C’est la cité de toutes les émotions, de tous les excès, de toutes les imaginations. Sublime dans son délabrement et ses renaissances, Venise vous saisit et vous porte hors de votre monde dans le tourbillon éblouissant de son histoire.

On y arrive et tout est tout de suite familier, on se fond dans la cité, on ne se lasse pas de se perdre dans les venelles et les petites places. Quand on a esquivé les troupeaux de touristes hagards qui se tassent dans une seule rue, on se trouve en la seule compagnie des chats et des mille fantômes d’une histoire étincelante.

Venise n’est italienne que par la main gauche. C’est d’abord une cité qui fait le pont entre l’Orient et l’Occident. Byzantine et baroque, elle exhale des secrets et des étrangetés à chaque coin de rue. Silencieuse car sans voiture, elle fait place à la musique, aux bruits de la vie, au silence.

SAINT PETERSBOURG

Saint Pétersbourg, c’est la Venise du Nord, enfin celle qui mérite le plus d’être appelée ainsi car la moindre bourgade avec quelques canaux revendique ce titre trop facilement usurpé.

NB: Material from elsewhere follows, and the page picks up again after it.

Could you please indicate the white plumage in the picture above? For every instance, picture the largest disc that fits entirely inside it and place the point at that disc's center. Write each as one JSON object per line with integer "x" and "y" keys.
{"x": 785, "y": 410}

C’est la Venise du Nord, non seulement parce qu’elle est sillonnée de canaux, mais parce que, comme Venise, elle a surgi des flots et du néant, pour s’emplir de palais et de perspectives magiques.

Quand on arrive à Saint Pétersbourg, une fois encore, on est saisi, sidéré, emporté dans l’imaginaire grandiose de la cité.

Pour mieux comprendre Saint Pétersbourg il vaut mieux écouter l’adagio de la Symphone Leningrad de Chostakovitch.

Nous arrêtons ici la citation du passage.